Medical Research Council Centre for Causal Analyses in Translational Epidemiology, School of Social and Community Medicine, University of Bristol, Oakfield House, Oakfield Grove BS8 2BN, United Kingdom.
J Clin Endocrinol Metab. 2012 Jun;97(6):2068-76. doi: 10.1210/jc.2011-2721. Epub 2012 Apr 6.
It is unclear whether variation in insulin resistance mediates the positive association of fat mass with bone mass in children/adolescents.
Our objective was to examine whether markers linked to insulin resistance [fasting insulin, glucose, triglycerides, and high-density lipoprotein cholesterol (HDLc)] are associated with bone mass in adolescents, and if they are, to examine whether they mediate the fat mass-bone mass association.
We conducted a cross-sectional analysis in participants from the Avon Longitudinal Study of Parents and Children.
Participants included 2305 (1100 male) individuals of mean age 15.5 yr.
We evaluated total body less head bone mineral content (BMC) (grams), bone area (BA) (square centimeters), and bone mineral density (BMD) (grams per square centimeter) from a dual-energy x-ray absorptiometry scan.
Fat mass, fasting insulin, and triglycerides were positively associated with BMD, BMC, and BA; HDLc was inversely associated with these outcomes. For example, the adjusted mean difference in BMC per 1 sd fasting insulin was 45 g (95% confidence interval = 17-73 g) in males and 50 g (95% confidence interval = 28-72 g) in females. When the associations of fat mass with outcomes were adjusted for markers of insulin resistance, they were largely unchanged. Associations of triglycerides and HDLc with outcomes were attenuated to the null when they were adjusted for fat mass, whereas those of insulin changed direction; i.e. with adjustment for fat mass, higher fasting insulin was associated with lower BMD, BMC, and BA.

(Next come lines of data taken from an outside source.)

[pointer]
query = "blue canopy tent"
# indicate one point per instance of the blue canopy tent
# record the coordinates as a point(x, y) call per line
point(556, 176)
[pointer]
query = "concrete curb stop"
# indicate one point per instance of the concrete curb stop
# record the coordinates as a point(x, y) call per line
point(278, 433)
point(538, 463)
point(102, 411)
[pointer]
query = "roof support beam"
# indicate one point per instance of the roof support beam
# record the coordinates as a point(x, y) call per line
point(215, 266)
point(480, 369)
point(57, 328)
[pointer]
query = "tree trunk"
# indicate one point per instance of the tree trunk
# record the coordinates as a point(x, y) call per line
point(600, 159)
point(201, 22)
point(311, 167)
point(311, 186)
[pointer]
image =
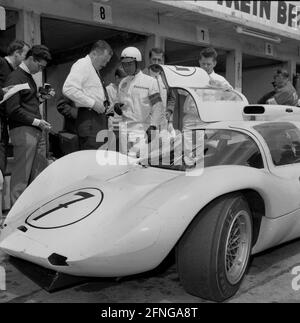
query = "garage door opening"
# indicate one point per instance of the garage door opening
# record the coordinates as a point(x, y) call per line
point(9, 34)
point(69, 41)
point(188, 55)
point(258, 76)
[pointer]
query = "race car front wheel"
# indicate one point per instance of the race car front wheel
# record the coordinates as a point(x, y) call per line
point(213, 254)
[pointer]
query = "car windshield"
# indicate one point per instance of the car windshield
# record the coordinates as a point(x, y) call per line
point(203, 148)
point(283, 140)
point(217, 94)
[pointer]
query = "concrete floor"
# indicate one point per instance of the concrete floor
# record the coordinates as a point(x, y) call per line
point(269, 280)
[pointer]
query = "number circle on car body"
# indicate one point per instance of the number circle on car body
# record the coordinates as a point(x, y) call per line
point(182, 70)
point(66, 209)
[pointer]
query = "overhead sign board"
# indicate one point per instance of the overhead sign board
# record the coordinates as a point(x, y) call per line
point(269, 16)
point(102, 13)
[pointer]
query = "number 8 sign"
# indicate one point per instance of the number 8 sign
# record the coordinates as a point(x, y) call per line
point(102, 13)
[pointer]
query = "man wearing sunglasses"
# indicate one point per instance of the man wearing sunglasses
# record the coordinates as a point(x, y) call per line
point(26, 123)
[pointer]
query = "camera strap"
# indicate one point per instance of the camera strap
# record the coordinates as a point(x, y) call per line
point(104, 88)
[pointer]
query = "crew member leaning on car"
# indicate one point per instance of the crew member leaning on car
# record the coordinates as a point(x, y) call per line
point(285, 93)
point(26, 123)
point(140, 103)
point(208, 61)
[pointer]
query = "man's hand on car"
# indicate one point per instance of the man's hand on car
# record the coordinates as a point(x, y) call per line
point(99, 108)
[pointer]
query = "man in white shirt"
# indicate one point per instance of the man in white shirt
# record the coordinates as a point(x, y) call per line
point(157, 56)
point(208, 61)
point(85, 87)
point(140, 101)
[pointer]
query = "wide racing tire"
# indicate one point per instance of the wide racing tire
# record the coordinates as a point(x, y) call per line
point(213, 254)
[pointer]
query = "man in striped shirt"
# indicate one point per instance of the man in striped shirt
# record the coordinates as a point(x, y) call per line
point(140, 101)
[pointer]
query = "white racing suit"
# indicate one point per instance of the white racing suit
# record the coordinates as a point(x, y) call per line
point(142, 107)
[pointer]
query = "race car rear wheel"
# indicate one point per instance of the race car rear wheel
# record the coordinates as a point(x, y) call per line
point(213, 254)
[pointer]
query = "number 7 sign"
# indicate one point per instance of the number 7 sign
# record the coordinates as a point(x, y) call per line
point(202, 35)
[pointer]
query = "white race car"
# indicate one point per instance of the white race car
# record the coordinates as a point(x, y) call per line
point(217, 200)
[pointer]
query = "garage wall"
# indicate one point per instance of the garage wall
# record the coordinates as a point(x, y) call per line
point(257, 82)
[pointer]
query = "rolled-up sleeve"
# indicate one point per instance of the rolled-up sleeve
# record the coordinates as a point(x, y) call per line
point(157, 108)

Fasting insulin, glucose, and lipids do not appear to mediate the positive association of fat mass with bone mass in children/adolescents. The inverse association of fasting insulin with BMD, BMC, and BA once fat mass has been controlled for needs further study.

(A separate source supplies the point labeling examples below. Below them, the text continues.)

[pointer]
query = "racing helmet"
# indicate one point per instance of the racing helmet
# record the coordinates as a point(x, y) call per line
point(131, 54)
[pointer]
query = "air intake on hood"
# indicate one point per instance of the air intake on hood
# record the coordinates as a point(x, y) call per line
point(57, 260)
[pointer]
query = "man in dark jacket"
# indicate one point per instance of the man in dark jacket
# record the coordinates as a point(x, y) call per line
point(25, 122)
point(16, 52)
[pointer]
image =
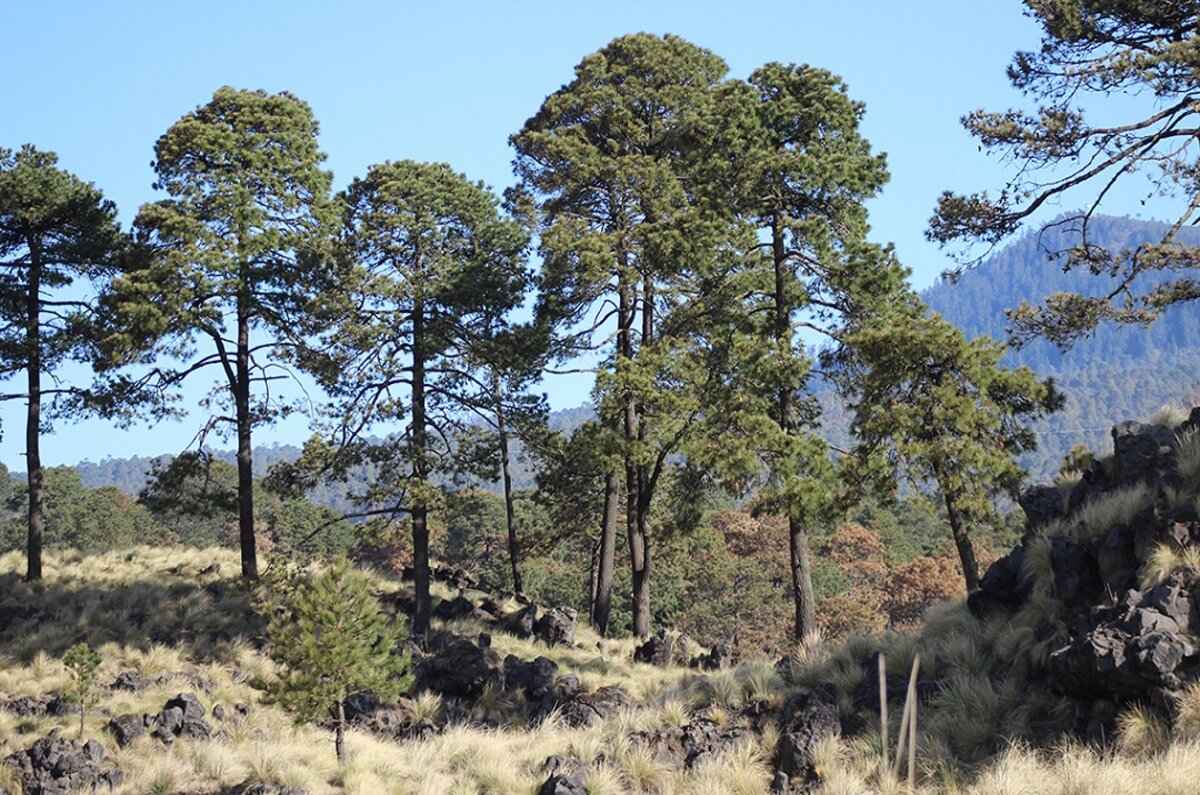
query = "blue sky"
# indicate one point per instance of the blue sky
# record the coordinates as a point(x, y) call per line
point(99, 82)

目前尚不清楚胰岛素抵抗的变化是否会介导脂肪量与儿童/青少年骨量之间的正相关。
我们的目的是研究与胰岛素抵抗相关的标志物(空腹胰岛素、血糖、甘油三酯和高密度脂蛋白胆固醇(HDLc))是否与青少年的骨量相关,以及如果相关,是否可以介导脂肪量与骨量的相关性。
我们在阿冯纵向研究父母和儿童的参与者中进行了横断面分析。
参与者包括 2305 名(男性 1100 名)平均年龄为 15.5 岁的个体。
体脂量、空腹胰岛素和甘油三酯与 BMD、BMC 和 BA 呈正相关;HDLc 与这些结果呈负相关。例如,在男性中,空腹胰岛素每增加 1 个标准差,BMC 的平均差异为 45g(95%置信区间= 17-73g),在女性中为 50g(95%置信区间= 28-72g)。当将胰岛素抵抗标志物与结局的关联进行调整时,体脂量与结局的关联基本保持不变。当将甘油三酯和 HDLc 与结局的关联调整为脂肪量时,这些关联的作用减弱到零,而胰岛素的关联则发生变化;即当调整脂肪量时,空腹胰岛素越高,BMD、BMC 和 BA 越低。
空腹胰岛素、葡萄糖和脂质似乎不能介导脂肪量与儿童/青少年骨量之间的正相关。一旦控制了脂肪量,空腹胰岛素与 BMD、BMC 和 BA 的负相关关系需要进一步研究。